To describe with multimodal imaging including the use of ultra-widefield optical coherence tomography (OCT) imaging a distinct phenotype of autosomal recessive nanophthalmos associated with a novel mutation of the MFRP gene (membrane-type frizzled-related protein).
Case report and review of the relevant literature.
Single patient followed by the Weill Cornell Medicine Department of Ophthalmology Retina and Glaucoma Services.

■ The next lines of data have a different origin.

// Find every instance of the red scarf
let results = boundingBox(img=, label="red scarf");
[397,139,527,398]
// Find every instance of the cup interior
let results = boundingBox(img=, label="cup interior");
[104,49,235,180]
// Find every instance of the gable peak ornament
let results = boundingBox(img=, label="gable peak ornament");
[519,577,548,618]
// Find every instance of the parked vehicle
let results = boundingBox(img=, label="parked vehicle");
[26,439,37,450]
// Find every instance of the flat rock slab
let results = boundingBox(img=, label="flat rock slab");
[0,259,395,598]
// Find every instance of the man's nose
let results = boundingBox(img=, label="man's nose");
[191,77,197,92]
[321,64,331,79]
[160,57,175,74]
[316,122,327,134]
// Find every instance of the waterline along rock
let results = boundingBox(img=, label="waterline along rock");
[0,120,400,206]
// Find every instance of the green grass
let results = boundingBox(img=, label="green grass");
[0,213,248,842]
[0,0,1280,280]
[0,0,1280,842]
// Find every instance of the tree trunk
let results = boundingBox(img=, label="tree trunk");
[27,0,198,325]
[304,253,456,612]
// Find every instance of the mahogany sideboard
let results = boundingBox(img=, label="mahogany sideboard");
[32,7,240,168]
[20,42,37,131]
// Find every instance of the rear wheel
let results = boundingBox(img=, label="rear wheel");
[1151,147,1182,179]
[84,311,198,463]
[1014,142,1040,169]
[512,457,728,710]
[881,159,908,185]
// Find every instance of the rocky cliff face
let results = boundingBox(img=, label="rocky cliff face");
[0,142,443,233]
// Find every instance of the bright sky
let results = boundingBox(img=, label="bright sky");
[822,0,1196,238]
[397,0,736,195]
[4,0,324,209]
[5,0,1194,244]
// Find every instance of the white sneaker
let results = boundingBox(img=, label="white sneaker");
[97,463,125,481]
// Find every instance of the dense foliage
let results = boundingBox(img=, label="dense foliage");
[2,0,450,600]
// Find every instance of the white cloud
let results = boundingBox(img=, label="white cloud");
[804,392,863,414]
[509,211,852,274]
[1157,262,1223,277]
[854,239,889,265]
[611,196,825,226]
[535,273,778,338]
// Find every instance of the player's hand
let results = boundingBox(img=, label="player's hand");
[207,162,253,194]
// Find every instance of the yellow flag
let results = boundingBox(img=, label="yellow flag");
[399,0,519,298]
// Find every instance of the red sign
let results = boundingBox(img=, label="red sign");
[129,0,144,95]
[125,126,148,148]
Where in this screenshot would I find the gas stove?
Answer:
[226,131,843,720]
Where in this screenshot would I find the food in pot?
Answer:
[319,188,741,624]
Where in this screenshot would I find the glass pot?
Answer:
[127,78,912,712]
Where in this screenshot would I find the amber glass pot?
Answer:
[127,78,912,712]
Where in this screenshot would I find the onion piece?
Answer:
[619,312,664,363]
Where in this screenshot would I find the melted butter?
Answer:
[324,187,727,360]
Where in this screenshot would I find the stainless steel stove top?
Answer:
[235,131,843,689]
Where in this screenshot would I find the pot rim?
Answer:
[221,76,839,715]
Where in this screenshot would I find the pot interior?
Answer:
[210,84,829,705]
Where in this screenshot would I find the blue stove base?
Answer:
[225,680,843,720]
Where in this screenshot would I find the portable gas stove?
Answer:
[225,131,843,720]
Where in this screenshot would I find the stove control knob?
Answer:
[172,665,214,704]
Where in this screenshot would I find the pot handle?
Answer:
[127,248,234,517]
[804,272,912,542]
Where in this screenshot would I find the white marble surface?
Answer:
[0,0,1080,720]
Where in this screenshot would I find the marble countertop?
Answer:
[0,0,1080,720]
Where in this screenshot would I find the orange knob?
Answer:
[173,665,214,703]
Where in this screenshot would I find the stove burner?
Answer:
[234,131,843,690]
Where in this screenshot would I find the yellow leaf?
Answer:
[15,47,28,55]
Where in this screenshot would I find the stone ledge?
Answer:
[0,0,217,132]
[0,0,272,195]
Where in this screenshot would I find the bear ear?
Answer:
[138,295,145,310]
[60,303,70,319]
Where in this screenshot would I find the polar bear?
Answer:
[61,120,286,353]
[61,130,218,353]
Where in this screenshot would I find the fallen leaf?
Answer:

A patient with a novel homozygous mutation in the MFRP gene (c.472C>T) presented with nanophthalmos, optic disc drusen, foveal hypoplasia, and extensive peripheral retinoschisis, which was revealed to be multilevel retinoschisis on ultra-wide field OCT. Unlike other reported cases, the findings associated with this novel mutation did not include foveoschisis nor clinically obvious retinitis pigmentosa. The patient underwent prophylactic peripheral laser iridotomy in both eyes.
Here we present a patient with nanophthalmos, optic disc drusen, and foveal hypoplasia associated with extensive peripheral retinoschisis imaged by ultra-widefield OCT, but not foveal retinoschisis or prominent retinitis pigmentosa. The findings may expand the clinical spectrum of MFRP-associated nanophthalmos.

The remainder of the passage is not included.